La récupération neurologique débute après une semaine, avec résolution complète en 1-3 mois. La perisistance ou l’aggravation des signes doivent faire envisager un autre diagnostic.
Pour les autres causes.
Agir en fonction de l’agent responsable (la carence avérée par le dosage sérique nécessite un traitement id. M Biermer).
Eradication de H pylori s’il est présent.
Remarques importantes.
- L’administration isolée de folates à un patient porteur d’une carence en vitamine B12 peut aggraver les troubles neurologiques et peut entrainer des dommages neurologiques irréversibles : on prescrit simultanément le dosage des deux vitamines.
- Un traitement par B12 orale est envisageable, mais la B12 est 100 fois moins bien assimilée per os que par voie intramusculaire dans la M de Biermer. A éviter dans les carences sévères, la M Biermer, les malbsorptions.
- Le risque de cancer gastrique est légèrement augmenté dans la M Biemer, surtout chez les pts ayant des signes de dysplasie au diagnostic (10% des cas). On constate surtout dans l’évolution du Biermer une augmentation du nombre des polypes et de tumeurs endocrines à cellules entérochromaffine-like (EC-Lomes).

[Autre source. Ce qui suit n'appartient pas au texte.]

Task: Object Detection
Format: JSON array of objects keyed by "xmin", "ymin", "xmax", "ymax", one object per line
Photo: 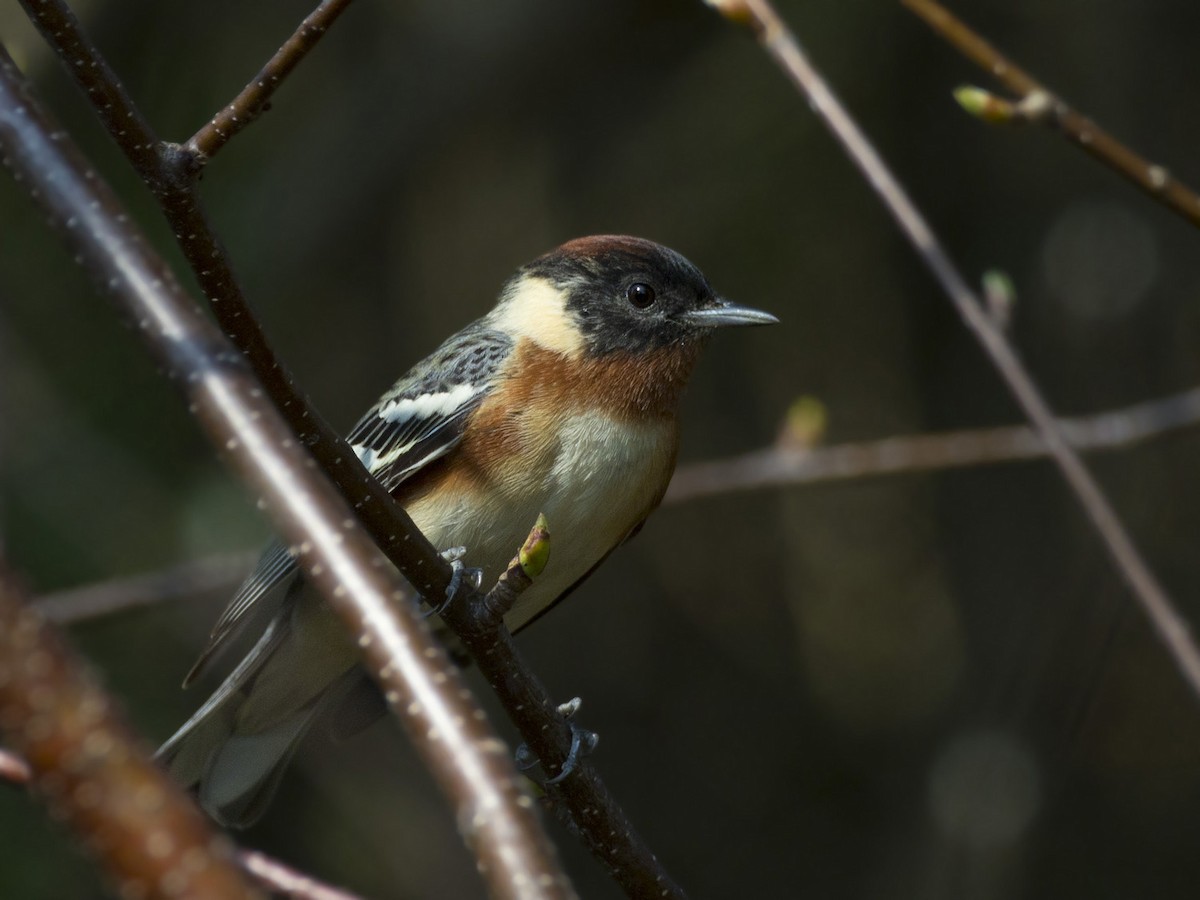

Ces tumeurs ont un effet métastasiant faible (doser par principe la chromogranine A) mais on conseille leur ablation (même si nombreuses) chez les pts jeunes (éviter la gastrectomie totale).En l’absence de dysplasie ou de lésion cancéreuse initiale:suivi endoscopique tous les 3 – 5 ans chez les sujets jeunes.
Conclusion.
Le diagnostic d’une anémie mégaloblastique par carence en B12 (ou en B9) est rapide (dosages sériques), et le myélogramme n’est pas de prescription constante.